Council Targets Abandoned Pet Turtles In Cooks Beach Ponds
Turtles residing in ponds at Cooks Beach will soon have their own basking platform designed to trap them.
Waikato Regional Council is asking visitors and residents to please stay clear of the floating trap which is made from downpipes around a basket and will be installed after Waitangi Day.
“It’s not rubbish,” says Biosecurity Officer Andrew McConnell. “We’re asking people not to go near the trap; the more undisturbed it is, the more likely we’ll catch turtles. The turtles need to become accustomed to it.”
The regional council has had reports from locals for a number of years about red-eared slider turtles basking on pontoons in the ponds.
Mr McConnell says red-eared sliders are among the top 100 worst invasive species in the world.
“Like a lot of pests, they are highly adaptable and can tolerate a wide variety of aquatic environment.

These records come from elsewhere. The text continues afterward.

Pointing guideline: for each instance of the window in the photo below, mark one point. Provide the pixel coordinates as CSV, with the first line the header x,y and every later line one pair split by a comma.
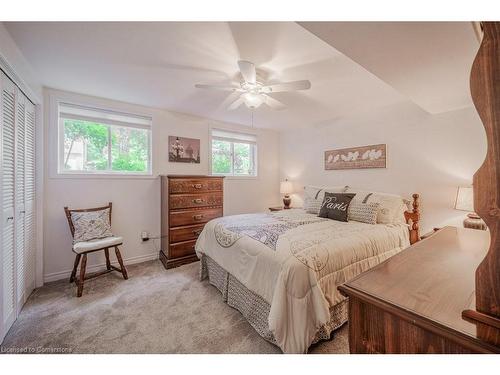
x,y
234,154
95,141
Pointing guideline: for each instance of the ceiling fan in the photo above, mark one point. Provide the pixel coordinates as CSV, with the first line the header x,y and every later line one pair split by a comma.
x,y
254,92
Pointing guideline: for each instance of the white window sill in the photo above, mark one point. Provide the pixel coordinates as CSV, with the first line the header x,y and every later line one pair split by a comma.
x,y
102,176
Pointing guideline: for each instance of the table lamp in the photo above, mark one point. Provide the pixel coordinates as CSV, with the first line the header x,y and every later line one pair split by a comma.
x,y
465,202
286,188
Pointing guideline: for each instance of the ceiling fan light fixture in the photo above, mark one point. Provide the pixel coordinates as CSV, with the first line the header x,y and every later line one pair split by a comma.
x,y
252,100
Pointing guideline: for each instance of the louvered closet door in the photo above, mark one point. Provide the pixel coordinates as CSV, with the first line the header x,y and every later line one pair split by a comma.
x,y
7,186
29,200
19,203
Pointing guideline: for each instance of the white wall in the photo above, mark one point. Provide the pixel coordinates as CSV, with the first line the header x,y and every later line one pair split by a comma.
x,y
136,201
427,154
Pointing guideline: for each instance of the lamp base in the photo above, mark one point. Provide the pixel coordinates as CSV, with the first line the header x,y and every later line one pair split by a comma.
x,y
473,223
286,202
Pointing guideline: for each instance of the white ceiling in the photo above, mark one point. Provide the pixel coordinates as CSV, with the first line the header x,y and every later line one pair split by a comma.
x,y
157,65
429,62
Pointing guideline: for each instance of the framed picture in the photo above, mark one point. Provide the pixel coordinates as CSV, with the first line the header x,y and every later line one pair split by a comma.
x,y
374,156
183,150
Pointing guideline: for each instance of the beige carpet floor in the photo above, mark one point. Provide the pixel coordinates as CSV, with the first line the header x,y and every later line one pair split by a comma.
x,y
155,311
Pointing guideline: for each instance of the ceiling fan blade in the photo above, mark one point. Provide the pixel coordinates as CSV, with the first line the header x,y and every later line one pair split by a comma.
x,y
273,103
215,87
236,104
287,86
247,70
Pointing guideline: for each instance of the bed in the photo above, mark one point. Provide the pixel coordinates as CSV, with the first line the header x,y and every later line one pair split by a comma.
x,y
281,269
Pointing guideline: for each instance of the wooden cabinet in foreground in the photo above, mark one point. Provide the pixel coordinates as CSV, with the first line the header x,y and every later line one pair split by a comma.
x,y
187,203
413,302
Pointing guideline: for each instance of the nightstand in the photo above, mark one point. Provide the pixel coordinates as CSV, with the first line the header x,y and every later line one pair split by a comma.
x,y
278,208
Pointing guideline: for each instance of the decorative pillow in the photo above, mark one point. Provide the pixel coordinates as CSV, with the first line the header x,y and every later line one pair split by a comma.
x,y
91,225
313,196
335,206
363,212
390,209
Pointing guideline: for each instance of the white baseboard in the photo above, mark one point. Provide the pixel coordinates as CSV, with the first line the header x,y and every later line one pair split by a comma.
x,y
98,267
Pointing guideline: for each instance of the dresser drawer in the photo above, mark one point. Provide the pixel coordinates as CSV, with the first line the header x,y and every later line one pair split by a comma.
x,y
193,216
185,233
179,185
182,249
195,200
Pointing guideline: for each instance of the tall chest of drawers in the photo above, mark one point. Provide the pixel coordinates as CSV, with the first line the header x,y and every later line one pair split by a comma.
x,y
187,203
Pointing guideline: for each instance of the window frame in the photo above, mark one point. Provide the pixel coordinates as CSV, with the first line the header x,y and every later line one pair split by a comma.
x,y
254,150
61,171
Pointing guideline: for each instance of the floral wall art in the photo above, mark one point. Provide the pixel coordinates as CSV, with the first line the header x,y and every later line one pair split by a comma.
x,y
183,150
374,156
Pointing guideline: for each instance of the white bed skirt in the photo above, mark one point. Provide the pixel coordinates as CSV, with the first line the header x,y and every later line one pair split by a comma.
x,y
254,308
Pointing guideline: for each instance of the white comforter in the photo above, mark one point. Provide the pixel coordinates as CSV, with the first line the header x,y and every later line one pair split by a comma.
x,y
295,261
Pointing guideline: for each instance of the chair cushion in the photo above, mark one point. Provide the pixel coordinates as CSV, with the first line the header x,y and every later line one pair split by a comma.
x,y
83,247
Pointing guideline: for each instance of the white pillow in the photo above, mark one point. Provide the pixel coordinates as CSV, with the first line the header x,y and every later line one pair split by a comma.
x,y
91,225
313,196
363,212
390,209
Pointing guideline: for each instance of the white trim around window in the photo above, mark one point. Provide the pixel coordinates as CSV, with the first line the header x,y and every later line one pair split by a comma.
x,y
233,137
81,108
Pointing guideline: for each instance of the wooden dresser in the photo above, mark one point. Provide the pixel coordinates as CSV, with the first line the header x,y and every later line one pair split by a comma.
x,y
413,302
187,203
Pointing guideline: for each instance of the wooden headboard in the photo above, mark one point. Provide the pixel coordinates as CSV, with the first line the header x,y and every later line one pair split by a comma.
x,y
412,218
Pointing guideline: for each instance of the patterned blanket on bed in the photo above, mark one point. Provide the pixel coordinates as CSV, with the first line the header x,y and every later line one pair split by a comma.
x,y
265,228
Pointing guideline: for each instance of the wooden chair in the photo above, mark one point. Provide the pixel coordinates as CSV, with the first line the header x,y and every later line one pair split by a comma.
x,y
81,249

As omnivores they can impact a wide variety of aquatic plants, insects, eels and small fish species. Essentially, they’re another competitor in an already stressed environment.”
Pet turtles were allowed for sale in New Zealand because it was thought the climate was too cold for their eggs to successfully incubate and hatch.

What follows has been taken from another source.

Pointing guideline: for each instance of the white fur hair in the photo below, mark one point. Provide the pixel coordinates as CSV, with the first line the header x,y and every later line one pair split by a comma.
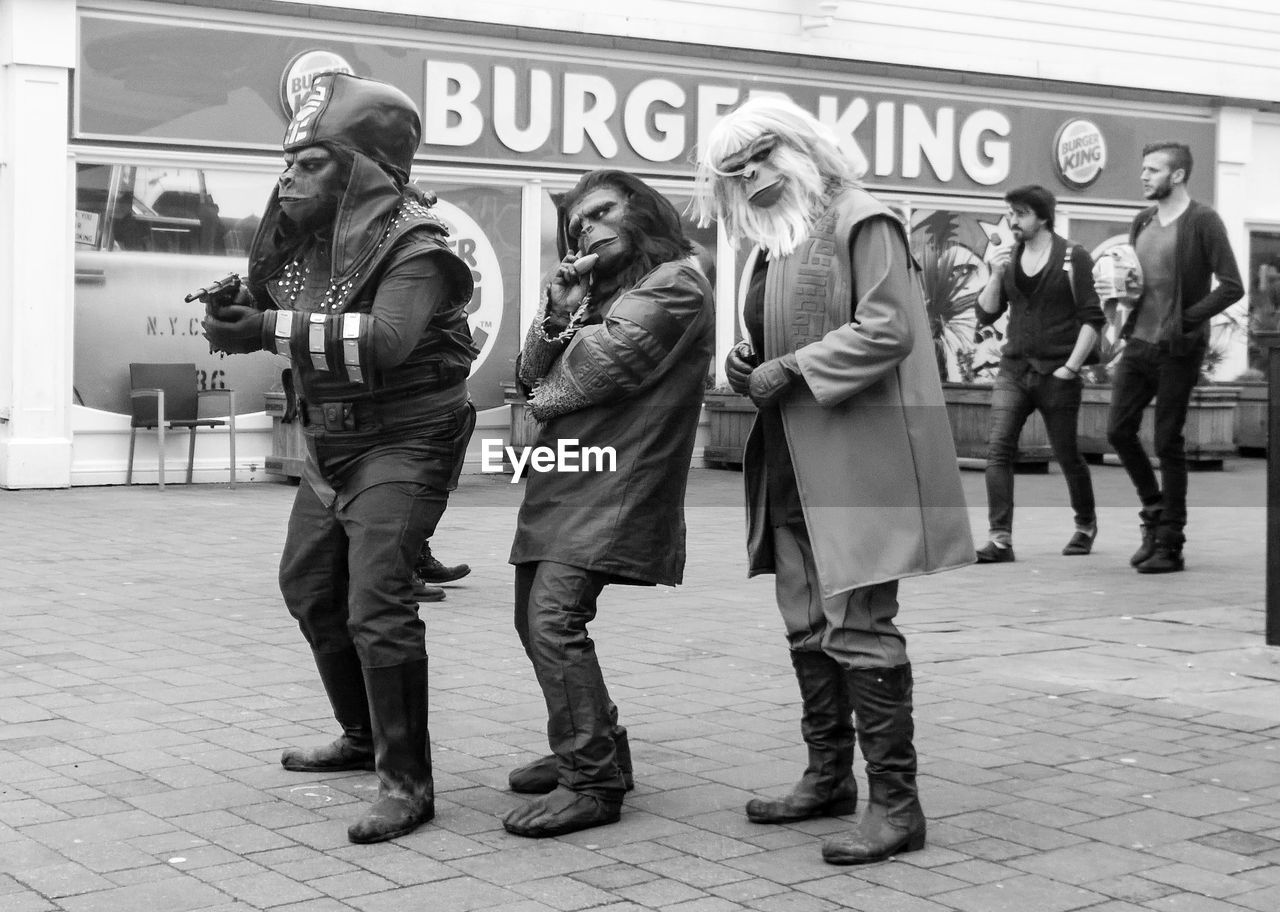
x,y
808,153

However, turtle eggs and hatchlings have been sighted at Cook’s Beach.
“Pet sales of red eared sliders took off a number of years ago when they featured in a Spark ad,” says Mr McConnell.

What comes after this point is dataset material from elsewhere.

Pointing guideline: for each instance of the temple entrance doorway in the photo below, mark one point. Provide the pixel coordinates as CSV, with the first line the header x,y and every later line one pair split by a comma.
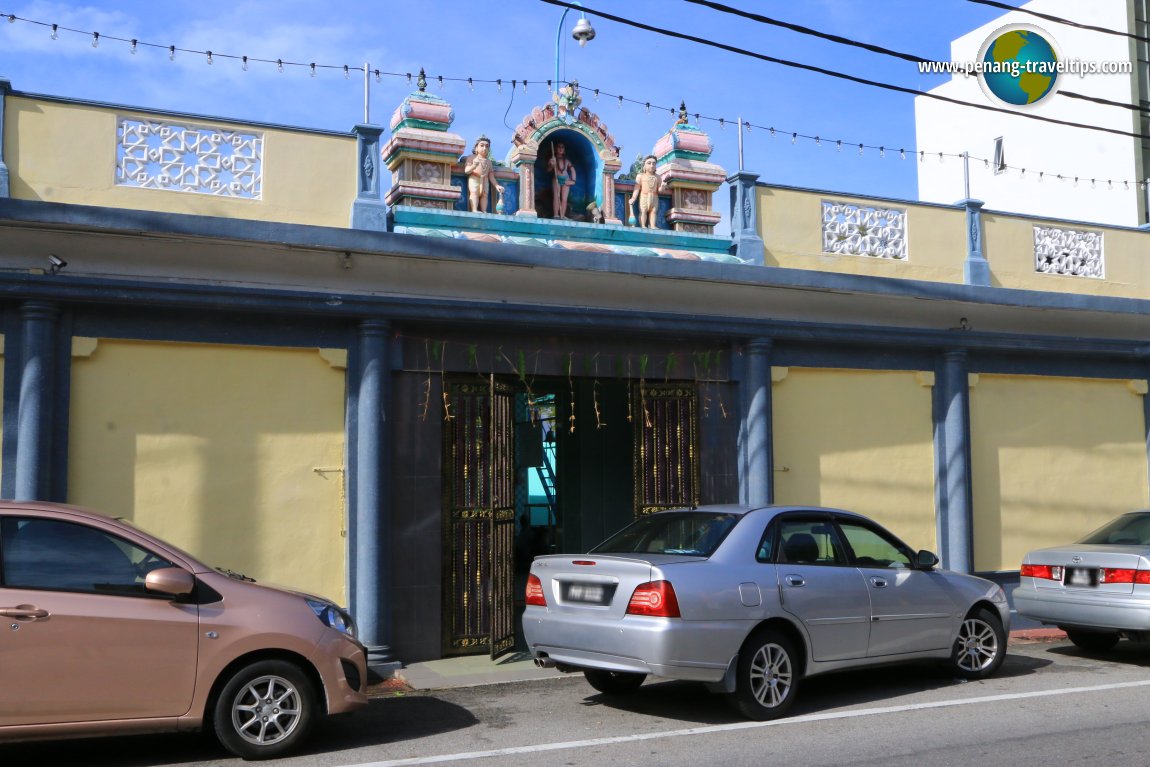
x,y
553,469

“But a cute baby turtle can grow up to the size of a dinner plate, requires great effort to look after in a tank, and can live 20-30 years.
“As a result, their cuteness and easy-care factor ends pretty quickly. When people don’t want them anymore, they don’t know what to do with them; they let them go into the wild, which is actually illegal. Places where you see or have heard red eared sliders reside tend to be attractive dumping spots, hence the growing problem at Cooks Beach.”
The floating platform has ramps so turtles can get up on it. Catching a turtle will then depend on which way it slides back into the water.
Concerned residents are helping the regional council to check the trap on a regularly basis.
“With a little luck and the help of locals, we should be able to catch these turtles and nip the problem in the bud.
Mr McConnell says he has been in touch with turtle rescues in New Zealand and they are willing to take and rehome any turtles caught.
The regional council asks people to please report any other red eared slider turtle sightings to Andrew McConnell on 0800 800 401.